The Nifty India Defense Index was trading down 1.13 per cent at 8,309.25 around 1 pm on Wednesday, with 15 of 18 constituents in the red. Bharat Electronics (BEL) fell 1.56 per cent to ₹456.10, Hindustan Aeronautics (HAL) dropped 0.97 per cent to ₹4,001, and Bharat Dynamics (BDL) declined 1.75 per cent to ₹1,360.20. The index has shed nearly 885 points from its 52-week high of 9,195.15, though it remains up 48.15 per cent over the past year.

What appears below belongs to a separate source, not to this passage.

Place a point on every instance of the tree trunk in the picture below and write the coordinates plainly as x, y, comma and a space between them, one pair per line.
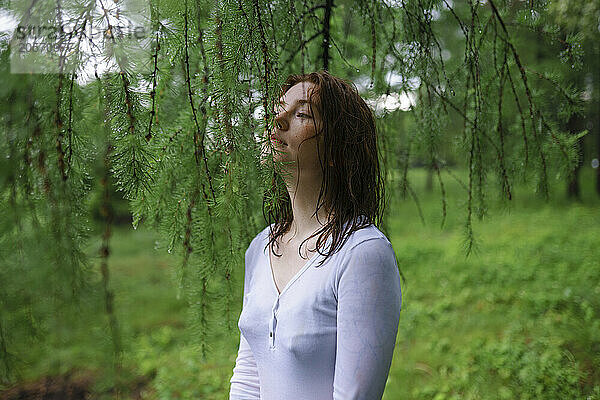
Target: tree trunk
573, 188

The broad-based decline came despite a bullish sector note published Monday by Motilal Oswal, which maintained Buy ratings on BEL (target ₹520), HAL (target ₹5,500), BDL (target ₹1,800), and Astra Microwave (target ₹1,150). Astra Microwave was among the few gainers on the day, up 0.93 per cent to ₹1,041.
The brokerage cited escalating West Asia tensions as a potential catalyst for higher global defense spending, noting that the region accounted for 26 per cent of global arms imports in FY25. It also flagged India’s Union Budget defense capital outlay increase of 18 per cent year-on-year to ₹2.2 trillion in FY27, and over ₹7 trillion worth of Acceptance of Necessity approvals cleared so far in FY26.
Motilal Oswal projected India’s total defense production to reach ₹3 trillion by FY29-30, roughly double FY25 levels, with exports targeting ₹500 billion over the same period.
On the supply side, the report flagged a key risk: India sources nearly half of its air defense and sensor imports from Israel, raising concerns about component availability if the West Asia conflict prolongs.
Dynamatic Technologies was the worst performer in the index, falling 4.33 per cent, followed by MTAR Technologies down 2.38 per cent and Unimech Aerospace off 1.98 per cent. Cyient DLM led gains at 4.38 per cent, followed by BEML at 1.51 per cent.